June Med. Servs. L.L.C. v. Gee

Citation905 F.3d 787
Decision Date26 September 2018
Docket NumberNo. 17-30397,17-30397
Parties JUNE MEDICAL SERVICES L.L.C., on behalf of its patients, physicians, and staff, doing business as Hope Medical Group for Women; John Doe 1; John Doe 2, Plaintiffs-Appellees, v. Doctor Rebekah GEE, in her official capacity as Secretary of the Louisiana Department of Health and Hospitals, Defendant-Appellant.
CourtUnited States Courts of Appeals. United States Court of Appeals (5th Circuit)

Janet Crepps, Center for Reproductive Rights, U.S. Litigation, New York, NY, Dimitra Doufekias, Esq., Morrison & Foerster, L.L.P., Washington, DC, Charles M. Samuel, III, Rittenberg, Samuel & Phillips, L.L.C., New Orleans, LA, for Plaintiffs-Appellees.

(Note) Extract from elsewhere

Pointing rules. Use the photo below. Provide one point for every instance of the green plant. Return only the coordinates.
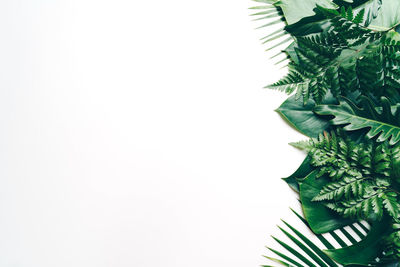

Elizabeth Baker Murrill, Esq., Assistant Attorney General, Office of the Attorney General for the State of Louisiana, Baton Rouge, LA, Leah Draayer McDowell, Stephen S. Schwartz, Schaerr Duncan, L.L.P., Washington, DC, for Defendant-Appellant.

Before HIGGINBOTHAM, SMITH, and CLEMENT, Circuit Judges.

JERRY E. SMITH, Circuit Judge:

Louisiana enacted the Unsafe Abortion Protection Act ("Act 620" or "the Act"), requiring abortion providers to have admitting privileges at a hospital located within thirty miles of the clinic where they perform abortions.1 On remand for consideration in light of Whole Woman's Health v. Hellerstedt , ––– U.S. ––––, 136 S.Ct. 2292, 195 L.Ed.2d 665 (2016) (" WWH "), the district court invalidated the Act as facially unconstitutional. The court overlooked that the facts in the instant case are remarkably different from those that occasioned the invalidation of the Texas statute in WWH . Here, unlike in Texas, the Act does not impose a substantial burden on a large fraction of women under WWH and other controlling Supreme Court authority. Careful review of the record reveals stark differences between the record before us and that which the Court considered in WWH .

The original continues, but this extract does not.